Wenn es zu Problemen im täglichen Leben kommt, dann kann es einen Punkt geben, an dem es Sinn macht, über Hilfsmittel nachzudenken, die im täglichen Leben helfen. Es bedeutet nicht, dass man aufgibt oder sich gehen lässt. Es bedeutet eher die Krankheit zu akzeptieren und einen Weg zu finden, sich das Leben etwas leichter zu machen. Ich habe damals einfach mit Nordic-Walking Stöcken angefangen. Sie haben mir bei der Balance geholfen und ich sah nicht behindert aus. Leute haben mich sogar gefragt, ob ich gerade von einem kleinen Spaziergang kam, dabei war ich gar nicht wandern 😉 Schnell habe ich aber gemerkt, dass ich meine Füße nicht mehr richtig anheben konnte, dies war der Punkt an dem ich mich für Stützen entschieden habe.

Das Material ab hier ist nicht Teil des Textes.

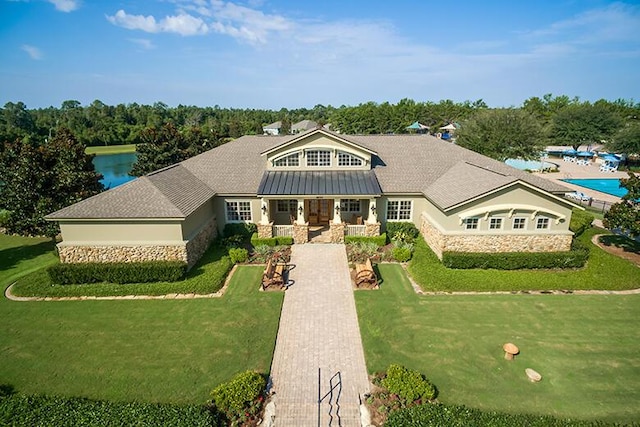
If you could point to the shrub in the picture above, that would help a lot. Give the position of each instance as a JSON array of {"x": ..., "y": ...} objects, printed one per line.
[
  {"x": 263, "y": 241},
  {"x": 239, "y": 229},
  {"x": 457, "y": 415},
  {"x": 575, "y": 258},
  {"x": 121, "y": 272},
  {"x": 380, "y": 240},
  {"x": 405, "y": 231},
  {"x": 401, "y": 253},
  {"x": 238, "y": 255},
  {"x": 580, "y": 221},
  {"x": 238, "y": 396},
  {"x": 409, "y": 385}
]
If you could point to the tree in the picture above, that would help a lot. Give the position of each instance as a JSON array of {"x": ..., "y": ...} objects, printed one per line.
[
  {"x": 165, "y": 146},
  {"x": 40, "y": 179},
  {"x": 580, "y": 124},
  {"x": 627, "y": 140},
  {"x": 625, "y": 215},
  {"x": 502, "y": 134}
]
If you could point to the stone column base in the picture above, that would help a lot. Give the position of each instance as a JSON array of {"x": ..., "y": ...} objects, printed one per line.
[
  {"x": 300, "y": 233},
  {"x": 337, "y": 232}
]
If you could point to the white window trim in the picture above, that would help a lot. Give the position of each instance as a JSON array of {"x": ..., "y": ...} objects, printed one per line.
[
  {"x": 501, "y": 219},
  {"x": 476, "y": 222},
  {"x": 319, "y": 150},
  {"x": 351, "y": 156},
  {"x": 237, "y": 202},
  {"x": 524, "y": 226},
  {"x": 399, "y": 201},
  {"x": 290, "y": 202},
  {"x": 548, "y": 225}
]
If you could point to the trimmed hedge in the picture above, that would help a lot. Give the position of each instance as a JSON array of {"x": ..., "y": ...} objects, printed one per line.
[
  {"x": 54, "y": 411},
  {"x": 380, "y": 240},
  {"x": 117, "y": 272},
  {"x": 271, "y": 241},
  {"x": 580, "y": 221},
  {"x": 575, "y": 258},
  {"x": 405, "y": 231},
  {"x": 436, "y": 415}
]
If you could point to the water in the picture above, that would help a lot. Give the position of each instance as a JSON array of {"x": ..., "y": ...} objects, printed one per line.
[
  {"x": 115, "y": 168},
  {"x": 609, "y": 186},
  {"x": 532, "y": 165}
]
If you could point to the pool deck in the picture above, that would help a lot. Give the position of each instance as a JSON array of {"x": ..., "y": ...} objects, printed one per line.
[{"x": 570, "y": 170}]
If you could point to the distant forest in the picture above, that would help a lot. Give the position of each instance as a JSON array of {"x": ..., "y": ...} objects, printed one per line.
[{"x": 101, "y": 124}]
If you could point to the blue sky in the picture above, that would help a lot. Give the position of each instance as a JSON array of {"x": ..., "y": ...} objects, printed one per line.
[{"x": 286, "y": 53}]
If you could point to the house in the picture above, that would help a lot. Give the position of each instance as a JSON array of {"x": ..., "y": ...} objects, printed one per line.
[
  {"x": 344, "y": 184},
  {"x": 272, "y": 129},
  {"x": 303, "y": 125}
]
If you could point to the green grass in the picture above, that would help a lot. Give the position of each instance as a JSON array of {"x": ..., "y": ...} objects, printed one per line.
[
  {"x": 173, "y": 351},
  {"x": 22, "y": 255},
  {"x": 207, "y": 276},
  {"x": 111, "y": 149},
  {"x": 603, "y": 271},
  {"x": 586, "y": 348}
]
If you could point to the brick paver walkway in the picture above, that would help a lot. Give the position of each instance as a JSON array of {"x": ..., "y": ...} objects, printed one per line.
[{"x": 318, "y": 329}]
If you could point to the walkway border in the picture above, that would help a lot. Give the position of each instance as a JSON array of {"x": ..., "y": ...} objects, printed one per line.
[{"x": 220, "y": 293}]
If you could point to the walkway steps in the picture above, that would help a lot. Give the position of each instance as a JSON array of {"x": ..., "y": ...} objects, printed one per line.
[{"x": 318, "y": 329}]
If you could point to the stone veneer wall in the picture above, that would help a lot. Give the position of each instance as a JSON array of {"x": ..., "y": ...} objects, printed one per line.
[
  {"x": 337, "y": 232},
  {"x": 265, "y": 231},
  {"x": 493, "y": 243},
  {"x": 189, "y": 252},
  {"x": 300, "y": 233}
]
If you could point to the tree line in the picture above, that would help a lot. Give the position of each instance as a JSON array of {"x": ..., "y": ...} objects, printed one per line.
[{"x": 43, "y": 166}]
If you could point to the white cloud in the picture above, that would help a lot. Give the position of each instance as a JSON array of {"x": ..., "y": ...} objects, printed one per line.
[
  {"x": 32, "y": 51},
  {"x": 65, "y": 5},
  {"x": 144, "y": 43}
]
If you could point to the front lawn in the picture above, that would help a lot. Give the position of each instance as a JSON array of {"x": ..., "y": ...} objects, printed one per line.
[
  {"x": 173, "y": 351},
  {"x": 585, "y": 346},
  {"x": 207, "y": 276},
  {"x": 603, "y": 271},
  {"x": 21, "y": 255}
]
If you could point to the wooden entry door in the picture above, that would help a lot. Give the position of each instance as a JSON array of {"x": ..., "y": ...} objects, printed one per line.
[{"x": 319, "y": 211}]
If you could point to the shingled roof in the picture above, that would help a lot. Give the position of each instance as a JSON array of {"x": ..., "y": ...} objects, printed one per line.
[{"x": 402, "y": 164}]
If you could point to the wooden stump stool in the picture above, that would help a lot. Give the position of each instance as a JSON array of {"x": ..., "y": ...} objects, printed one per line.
[{"x": 510, "y": 350}]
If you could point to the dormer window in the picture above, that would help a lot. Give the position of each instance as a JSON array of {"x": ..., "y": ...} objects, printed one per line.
[
  {"x": 290, "y": 160},
  {"x": 347, "y": 159},
  {"x": 318, "y": 158}
]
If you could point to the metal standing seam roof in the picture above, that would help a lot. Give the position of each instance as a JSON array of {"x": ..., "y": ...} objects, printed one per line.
[{"x": 319, "y": 183}]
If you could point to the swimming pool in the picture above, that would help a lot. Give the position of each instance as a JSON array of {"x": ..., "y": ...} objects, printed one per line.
[
  {"x": 609, "y": 186},
  {"x": 532, "y": 165}
]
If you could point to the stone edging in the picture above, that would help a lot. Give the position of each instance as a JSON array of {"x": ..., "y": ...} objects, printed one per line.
[
  {"x": 419, "y": 290},
  {"x": 10, "y": 296}
]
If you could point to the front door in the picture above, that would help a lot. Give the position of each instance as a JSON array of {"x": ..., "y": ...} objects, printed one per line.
[{"x": 319, "y": 211}]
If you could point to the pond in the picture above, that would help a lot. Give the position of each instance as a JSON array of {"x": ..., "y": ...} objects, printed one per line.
[{"x": 115, "y": 168}]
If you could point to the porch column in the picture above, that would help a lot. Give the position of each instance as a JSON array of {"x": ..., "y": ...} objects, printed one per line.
[
  {"x": 337, "y": 213},
  {"x": 300, "y": 212},
  {"x": 373, "y": 212},
  {"x": 264, "y": 211}
]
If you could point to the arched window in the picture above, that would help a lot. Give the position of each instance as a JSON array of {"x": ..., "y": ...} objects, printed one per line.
[{"x": 347, "y": 159}]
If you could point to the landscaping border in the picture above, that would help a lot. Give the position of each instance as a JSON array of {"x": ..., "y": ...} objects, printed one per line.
[{"x": 220, "y": 293}]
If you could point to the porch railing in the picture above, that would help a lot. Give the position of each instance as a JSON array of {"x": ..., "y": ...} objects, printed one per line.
[
  {"x": 283, "y": 231},
  {"x": 355, "y": 230}
]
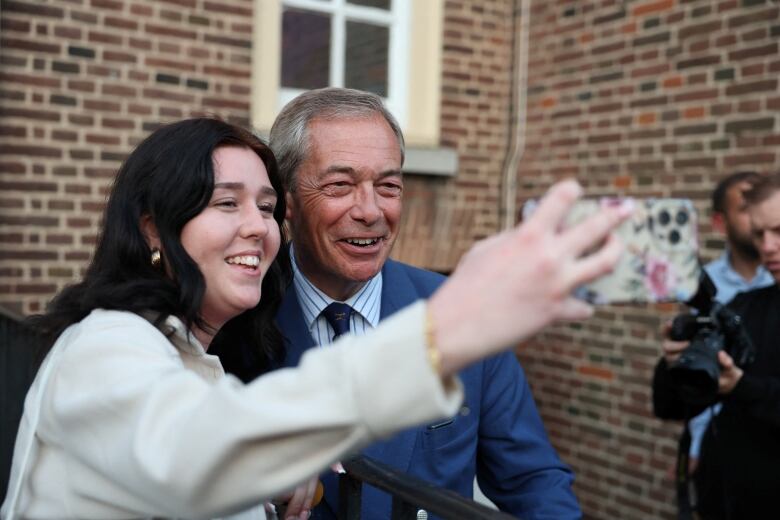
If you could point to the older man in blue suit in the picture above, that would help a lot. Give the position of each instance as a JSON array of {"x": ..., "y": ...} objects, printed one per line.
[{"x": 340, "y": 155}]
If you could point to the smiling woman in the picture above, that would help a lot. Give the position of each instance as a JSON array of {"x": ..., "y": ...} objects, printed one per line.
[{"x": 130, "y": 417}]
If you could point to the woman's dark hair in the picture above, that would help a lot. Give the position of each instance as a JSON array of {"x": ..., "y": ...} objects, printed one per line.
[{"x": 170, "y": 178}]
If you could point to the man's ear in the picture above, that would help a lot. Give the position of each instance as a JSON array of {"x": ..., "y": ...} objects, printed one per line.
[
  {"x": 149, "y": 230},
  {"x": 289, "y": 202},
  {"x": 719, "y": 223}
]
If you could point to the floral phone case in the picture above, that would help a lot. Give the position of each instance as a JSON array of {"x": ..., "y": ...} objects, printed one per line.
[{"x": 660, "y": 257}]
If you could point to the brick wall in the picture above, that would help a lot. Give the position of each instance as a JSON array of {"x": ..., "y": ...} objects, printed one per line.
[
  {"x": 644, "y": 98},
  {"x": 639, "y": 97},
  {"x": 442, "y": 218},
  {"x": 81, "y": 82}
]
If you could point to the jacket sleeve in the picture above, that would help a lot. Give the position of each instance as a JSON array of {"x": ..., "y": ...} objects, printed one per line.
[
  {"x": 517, "y": 467},
  {"x": 759, "y": 397},
  {"x": 169, "y": 443},
  {"x": 667, "y": 403}
]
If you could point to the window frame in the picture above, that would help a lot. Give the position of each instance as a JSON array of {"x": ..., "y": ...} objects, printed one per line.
[
  {"x": 341, "y": 11},
  {"x": 419, "y": 70}
]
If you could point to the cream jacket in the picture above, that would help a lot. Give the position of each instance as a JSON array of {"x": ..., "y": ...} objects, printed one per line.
[{"x": 134, "y": 424}]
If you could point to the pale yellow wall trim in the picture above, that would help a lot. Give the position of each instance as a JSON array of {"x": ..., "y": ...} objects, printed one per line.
[
  {"x": 422, "y": 127},
  {"x": 266, "y": 68}
]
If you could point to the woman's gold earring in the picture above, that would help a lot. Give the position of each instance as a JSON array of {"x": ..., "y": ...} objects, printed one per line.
[{"x": 156, "y": 257}]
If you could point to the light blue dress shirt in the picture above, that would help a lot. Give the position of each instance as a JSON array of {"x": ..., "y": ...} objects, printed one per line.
[
  {"x": 366, "y": 303},
  {"x": 729, "y": 283}
]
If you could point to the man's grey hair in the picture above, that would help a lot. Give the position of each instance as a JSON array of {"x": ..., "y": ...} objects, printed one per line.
[{"x": 289, "y": 138}]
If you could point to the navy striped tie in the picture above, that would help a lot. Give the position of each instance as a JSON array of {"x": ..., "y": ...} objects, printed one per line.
[{"x": 338, "y": 315}]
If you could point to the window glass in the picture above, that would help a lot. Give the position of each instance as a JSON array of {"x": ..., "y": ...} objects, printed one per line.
[
  {"x": 366, "y": 57},
  {"x": 305, "y": 49}
]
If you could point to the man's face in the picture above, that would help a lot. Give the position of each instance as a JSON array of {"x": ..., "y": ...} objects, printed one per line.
[
  {"x": 737, "y": 221},
  {"x": 765, "y": 220},
  {"x": 346, "y": 207}
]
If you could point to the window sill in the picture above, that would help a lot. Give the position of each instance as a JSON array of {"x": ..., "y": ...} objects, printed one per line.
[{"x": 440, "y": 162}]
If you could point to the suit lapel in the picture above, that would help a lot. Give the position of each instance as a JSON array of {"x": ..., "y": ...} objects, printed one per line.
[
  {"x": 397, "y": 292},
  {"x": 297, "y": 338}
]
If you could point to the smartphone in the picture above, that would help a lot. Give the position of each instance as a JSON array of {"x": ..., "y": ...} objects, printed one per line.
[{"x": 660, "y": 260}]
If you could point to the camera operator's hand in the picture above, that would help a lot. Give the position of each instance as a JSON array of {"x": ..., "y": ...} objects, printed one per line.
[
  {"x": 671, "y": 349},
  {"x": 730, "y": 373}
]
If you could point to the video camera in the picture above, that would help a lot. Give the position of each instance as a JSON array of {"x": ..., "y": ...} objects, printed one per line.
[{"x": 715, "y": 327}]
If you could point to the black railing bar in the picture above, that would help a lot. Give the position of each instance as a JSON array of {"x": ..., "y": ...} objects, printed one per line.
[{"x": 435, "y": 500}]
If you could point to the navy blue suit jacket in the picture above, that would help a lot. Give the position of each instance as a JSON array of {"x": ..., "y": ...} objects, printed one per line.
[{"x": 497, "y": 436}]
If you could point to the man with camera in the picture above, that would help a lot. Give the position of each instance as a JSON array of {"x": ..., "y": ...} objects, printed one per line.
[
  {"x": 737, "y": 476},
  {"x": 738, "y": 269}
]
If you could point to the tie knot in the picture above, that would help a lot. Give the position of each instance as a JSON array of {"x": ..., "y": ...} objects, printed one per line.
[{"x": 338, "y": 315}]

So when it comes to issues in daily life there is a point where it makes sense to think about aids that can help you in daily life. It doesn’t mean that you are giving up hope it just means that you are looking for a way to get help with the issues you have in your daily life.
As for me I started with simple trekking poles which we had tried in rehab. They helped me with my balance and I didn’t look disabled at all. People actually asked how my walk was not knowing that I didn’t went for a hike.
Soon it didn’t help me enough though as my feet didn’t really come of the floor. Which was when I started to use crutches.

Hier bei uns sind die normalen Unterarmgehstützen, salopp auch „Krücken“ genannt ja am geläufigsten. Es gibt aber auch Achselstützen. Hier muss man theoretisch rausfinden, mit welchen man am besten klar kommt. Ich finde letztere eher nervig 😛

Now with those you basically just need to try if you can get along with those and which type you need. Those below are the common type of crutched here in Germany. Now I know that in some other countries underarm crutches are more common. In this case you might want to try which type works better for you. As for me (of course underarm crutches are available here as well) I’d find them more annoying.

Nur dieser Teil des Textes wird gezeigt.